The Foundation Practice Rating 2023/2024
The annual Foundation Practice Rating (FPR) report into the performance of charitable foundations is now available. Download the report here.
The Foundation Practice Rating (FPR) is an objective assessment of UK-based charitable grant-making foundations. It looks at foundations ’practices in three important and interlinked domains of practice: diversity, accountability and transparency.
The report has found continuing improvement in the sector, with more organisations scoring high scores across the board and fewer recording the lowest marks. Giving Evidence – the researchers who compiled the report, gave a hundred foundations ratings from A to D on each one’s diversity, accountability and transparency, with eleven scoring A overall (up from seven in 2022).
Conversely, fourteen foundations were rated D overall with nine being given the bottom rating in all three categories, compared with twenty-three and seventeen in the previous year.

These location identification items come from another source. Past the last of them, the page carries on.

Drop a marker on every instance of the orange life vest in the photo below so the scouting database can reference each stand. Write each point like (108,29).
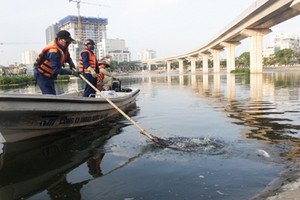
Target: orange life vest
(43,64)
(92,61)
(100,75)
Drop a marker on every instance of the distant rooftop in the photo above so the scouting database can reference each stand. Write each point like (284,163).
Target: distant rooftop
(73,18)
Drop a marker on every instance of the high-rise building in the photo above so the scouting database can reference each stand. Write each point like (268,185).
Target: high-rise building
(51,32)
(146,55)
(115,49)
(29,57)
(282,41)
(285,41)
(91,28)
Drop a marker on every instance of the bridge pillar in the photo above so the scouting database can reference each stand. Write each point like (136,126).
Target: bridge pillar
(256,48)
(193,64)
(204,63)
(168,66)
(296,4)
(149,66)
(230,54)
(216,59)
(180,61)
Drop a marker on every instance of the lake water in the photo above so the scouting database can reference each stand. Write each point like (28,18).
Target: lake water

Diversity was the domain where performance was weakest although, again, significant improvements have been made in the past twelve months.
The FPR was initiated in 2021 by Friends Provident Foundation, and is funded by a group of thirteen UK grant-making foundations. The ‘Funders Group ’this year were: Friends Provident Foundation; Barrow Cadbury Trust; The Blagrave Trust; Esmée Fairbairn Foundation; John Ellerman Foundation; Joseph Rowntree Reform Trust; Joseph Rowntree Charitable Trust; Lankelly Chase Foundation; Paul Hamlyn Foundation; Power to Change; The Indigo Trust; City Bridge Foundation; and John Lyon’s Charity.

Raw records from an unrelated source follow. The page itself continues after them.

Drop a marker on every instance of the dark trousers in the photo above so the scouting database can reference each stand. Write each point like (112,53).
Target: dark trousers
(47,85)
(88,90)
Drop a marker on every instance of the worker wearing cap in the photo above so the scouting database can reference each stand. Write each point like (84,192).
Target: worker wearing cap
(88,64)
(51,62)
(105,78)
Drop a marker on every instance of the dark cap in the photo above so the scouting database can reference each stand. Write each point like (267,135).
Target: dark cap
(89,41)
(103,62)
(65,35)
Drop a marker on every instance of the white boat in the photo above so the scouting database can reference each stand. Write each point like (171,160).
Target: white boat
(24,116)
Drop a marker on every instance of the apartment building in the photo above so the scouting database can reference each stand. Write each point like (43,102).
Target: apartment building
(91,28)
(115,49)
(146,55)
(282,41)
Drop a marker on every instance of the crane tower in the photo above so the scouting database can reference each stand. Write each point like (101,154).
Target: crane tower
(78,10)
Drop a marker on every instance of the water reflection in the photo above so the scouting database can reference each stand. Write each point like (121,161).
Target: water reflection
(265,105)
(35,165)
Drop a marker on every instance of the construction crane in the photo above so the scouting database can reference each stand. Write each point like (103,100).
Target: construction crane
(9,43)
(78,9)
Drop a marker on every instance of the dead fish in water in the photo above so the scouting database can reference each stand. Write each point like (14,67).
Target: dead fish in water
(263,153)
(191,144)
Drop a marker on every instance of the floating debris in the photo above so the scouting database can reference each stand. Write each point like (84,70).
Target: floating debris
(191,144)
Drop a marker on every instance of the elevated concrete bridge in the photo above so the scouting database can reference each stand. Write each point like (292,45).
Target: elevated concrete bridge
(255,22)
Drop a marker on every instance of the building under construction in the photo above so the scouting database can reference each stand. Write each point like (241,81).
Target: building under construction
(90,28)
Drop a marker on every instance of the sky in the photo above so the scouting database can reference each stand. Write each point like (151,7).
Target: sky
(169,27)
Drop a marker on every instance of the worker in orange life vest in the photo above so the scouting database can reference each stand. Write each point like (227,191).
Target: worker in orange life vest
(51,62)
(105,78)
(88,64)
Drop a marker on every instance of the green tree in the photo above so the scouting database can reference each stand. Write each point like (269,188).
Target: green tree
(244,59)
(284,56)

In response to the FPR, emerged a campaign called The Three Commitments which encourages grant-making trusts and foundations to enhance their practices in the important key areas of diversity, accountability, and transparency.
The Three Commitments campaign enables foundations to lead by example and inspire positive change within the grant-making sector by committing to three changes they would like to make.